The latest enigmatic curiosity from Brit Marling, Sound of My Voice is co-written with director Zal Batmanglij and soundtracked by his brother Rostam Batmanglij, and starring Marling herself as Maggie, the woman who claims to have fallen backwards in time from the year 2054. Where she was the central performer in her previous production, Another Earth, here she remains the focus despite remaining elusively offscreen for much of the film, with the narrative carried by Christopher Denham and Nicole Vicius as the troubled couple seeking audience.
Peter’s initial position is strident, applying rational standards to his investigation. “She’s a con artist. She’s dangerous. We have to expose her before she gets all these people to kill themselves.” He accuses Maggie of deceit, yet he himself is willing to deceive her in order to get what he wants, but his determination to debunk her is powered by his own traumatic childhood, the scars of which leave him susceptible to Maggie’s persuasion, and soon his need to believe that she is a fraud is compromised by his need to believe in anything.
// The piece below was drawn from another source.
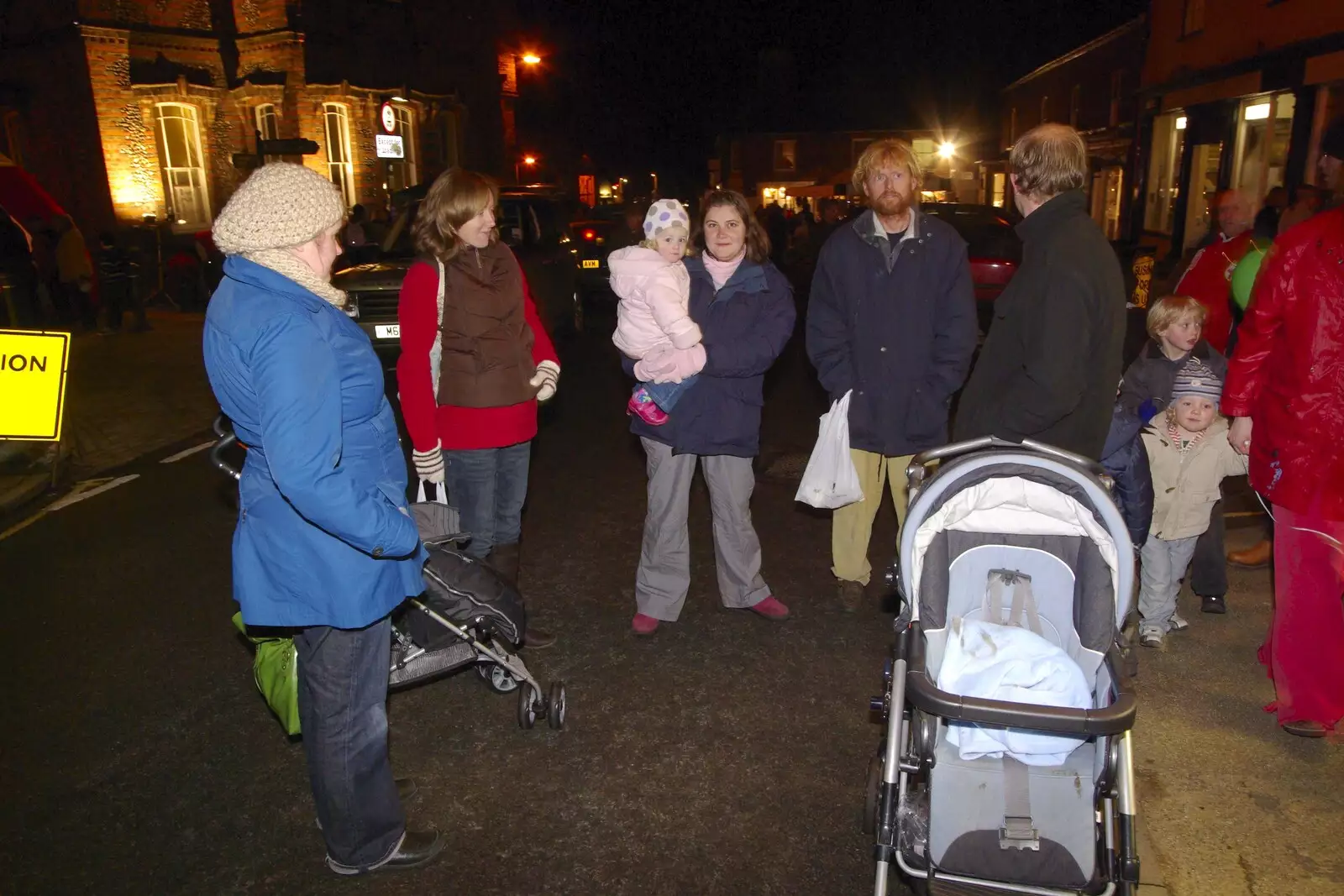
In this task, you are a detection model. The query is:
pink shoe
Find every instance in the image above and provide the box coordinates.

None of the performances are showy, quite the contrary. All the characters are damaged, and it is this vulnerability which Maggie exploits. From her first appearance, barefoot in white robes with oxygen tank in tow, claiming to be “allergic to everything in this time period” and warning of the coming civil war, her infirmity makes her seem weak, but her will is steely, and she employs others as her muscle.
As the stakes are raised by Maggie’s demands on her new followers to prove their loyalty, Peter is forced into an unconscionable choice, but the film is a rumination on faith, trust and consequences, with any evidence presented marginal and no clear answers given. Maggie’s claims are extraordinary and she has no evidence to back them up – how can she, when the future she speaks of hasn’t happened yet?
Like Another Earthbefore it, Sound of My Voice is ambiguous, concluding at the cusp of understanding and so leaving the viewer questioning the truth and meaning of what has happened, yet still feels stretched even to the modest running time. While unlikely to win her any new followers, it does confirm Marling as an interesting and unconventional talent who is willing to experiment and challenge audiences, and that alone is worth applauding.